LONDON (Reuters) – Banks are set to miss out on as much as $280 billion in proceeds from payments of operations in the year 2025, as a new start-up of muscle, in the business of transmitting money to individuals and businesses, directly and free of charge, according to a new report.
FILE PHOTO: a Bank-card readers for payment via a mobile phone application, as shown on the illustration figure, April 4, 2019 at the latest. REUTERS/Edgard Garrido
The global payment business, which covers a bit of a fee, including a map, to get to the wiring of the money overseas, it will be dominated by the banks, and this year will be worth approximately $1.5 trillion, a professional services provider, Accenture said in a report on Monday.
That is expected to grow to $2 trillion worldwide by 2025, however, the banks are likely to lose out on $280 billion, or 15% of global payments revenue, We estimate.
Banks are facing increasing competition from tech start-ups such as Silicon Valley, payment providers, Stripe and Square, as well as the technology platform to support PayPal, and the likes of the London-based TransferWise, which is the supply of foreign currency to make payments to residential and small business customers at lower cost.
Payments are always instant, and the removal of the requirement of a credit card that will earn the banks ‘ revenues, and they will be more and more likely to be made directly to the merchant’s use of the new technology, the Company said. More competition means pressure on margins, and accelerate, the trend in direction of free of charge of payment.
“Instead of being at the forefront of the new wave of the booming payments market, banks are feeling the heat from new competitors, and are seeing their margins squeezed,” said Gareth Wilson, leader of Accenture’s global payments team.
“We are faced with an inevitable world of the instantaneous, invisible, and free of charge payments, and that spells trouble for the banks, who don’t want to be confined to the bathroom from the bed!!”
We said that the it was analysed to identify trends in how consumers pay, and the expected changes in the future behavior of the payments to the suppliers, technologies, and regulations to arrive at its forecasts of the likely losses of revenue to the banks.
It is estimated that up to free of charge of payments would be 8 percent of the banks ‘ payment revenues are in jeopardy. A further 3.9% of the risk from non-bank competitors, “the invisible payments, while direct payments could still be 2.7% of total revenue.
More than two-thirds of the bank executives surveyed by Accenture agreed that the payments are always free of charge.

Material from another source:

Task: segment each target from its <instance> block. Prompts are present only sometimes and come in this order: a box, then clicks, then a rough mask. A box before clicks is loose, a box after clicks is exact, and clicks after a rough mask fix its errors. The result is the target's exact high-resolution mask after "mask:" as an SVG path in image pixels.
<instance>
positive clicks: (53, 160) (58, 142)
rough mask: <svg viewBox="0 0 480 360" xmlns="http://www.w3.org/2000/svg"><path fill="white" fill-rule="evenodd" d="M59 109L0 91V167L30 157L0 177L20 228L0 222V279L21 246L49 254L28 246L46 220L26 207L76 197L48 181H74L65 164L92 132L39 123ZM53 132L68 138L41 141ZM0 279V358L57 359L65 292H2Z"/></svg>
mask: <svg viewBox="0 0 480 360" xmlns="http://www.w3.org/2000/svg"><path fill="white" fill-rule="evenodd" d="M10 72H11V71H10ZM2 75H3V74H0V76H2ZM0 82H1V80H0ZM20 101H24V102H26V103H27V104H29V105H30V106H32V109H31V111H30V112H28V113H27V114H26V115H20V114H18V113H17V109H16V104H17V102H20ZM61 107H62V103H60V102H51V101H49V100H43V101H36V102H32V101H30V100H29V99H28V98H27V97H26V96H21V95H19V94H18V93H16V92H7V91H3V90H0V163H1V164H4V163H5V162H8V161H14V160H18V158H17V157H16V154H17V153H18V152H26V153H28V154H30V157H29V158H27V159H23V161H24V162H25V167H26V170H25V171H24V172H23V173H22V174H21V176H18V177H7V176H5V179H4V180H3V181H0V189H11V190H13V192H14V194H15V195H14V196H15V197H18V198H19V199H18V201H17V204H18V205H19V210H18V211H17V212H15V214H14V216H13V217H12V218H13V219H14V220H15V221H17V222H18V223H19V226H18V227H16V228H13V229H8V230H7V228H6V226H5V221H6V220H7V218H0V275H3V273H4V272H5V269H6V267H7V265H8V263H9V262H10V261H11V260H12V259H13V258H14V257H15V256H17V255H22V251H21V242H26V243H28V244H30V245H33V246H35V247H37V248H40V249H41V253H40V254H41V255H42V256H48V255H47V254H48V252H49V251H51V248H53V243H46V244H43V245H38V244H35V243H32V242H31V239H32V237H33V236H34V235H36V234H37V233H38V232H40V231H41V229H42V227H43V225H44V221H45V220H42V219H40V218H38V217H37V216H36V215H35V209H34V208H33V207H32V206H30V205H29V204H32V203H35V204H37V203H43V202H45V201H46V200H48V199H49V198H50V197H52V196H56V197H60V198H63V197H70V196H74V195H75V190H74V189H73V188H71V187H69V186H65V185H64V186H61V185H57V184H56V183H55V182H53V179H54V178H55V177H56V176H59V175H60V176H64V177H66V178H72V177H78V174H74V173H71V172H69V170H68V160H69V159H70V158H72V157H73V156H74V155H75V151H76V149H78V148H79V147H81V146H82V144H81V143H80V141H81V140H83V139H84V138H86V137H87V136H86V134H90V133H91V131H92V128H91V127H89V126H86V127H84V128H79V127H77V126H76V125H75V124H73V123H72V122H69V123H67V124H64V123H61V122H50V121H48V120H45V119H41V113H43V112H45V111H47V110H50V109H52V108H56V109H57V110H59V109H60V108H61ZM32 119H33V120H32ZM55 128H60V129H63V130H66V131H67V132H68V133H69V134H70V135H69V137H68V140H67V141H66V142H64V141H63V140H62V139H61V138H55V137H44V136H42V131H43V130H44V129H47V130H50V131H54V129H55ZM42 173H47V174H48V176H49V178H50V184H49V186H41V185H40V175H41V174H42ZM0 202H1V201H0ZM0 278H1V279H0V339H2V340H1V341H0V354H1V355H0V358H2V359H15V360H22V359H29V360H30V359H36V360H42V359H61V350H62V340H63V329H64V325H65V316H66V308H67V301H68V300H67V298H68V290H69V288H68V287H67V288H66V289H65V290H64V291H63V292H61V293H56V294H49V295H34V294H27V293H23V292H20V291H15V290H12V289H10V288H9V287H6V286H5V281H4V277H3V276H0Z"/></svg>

The digital boom, it will mean that banks will need to fundamentally change the way they think about their income, the composition of this,” said Alan McIntyre, who leads Accenture’s banking industry.
System that has ever been made by the banks in the billions of dollars that will cease to exist,” McIntyre said, adding that investors need in order to build a new, digital business models, for one-click payments, is the new norm.”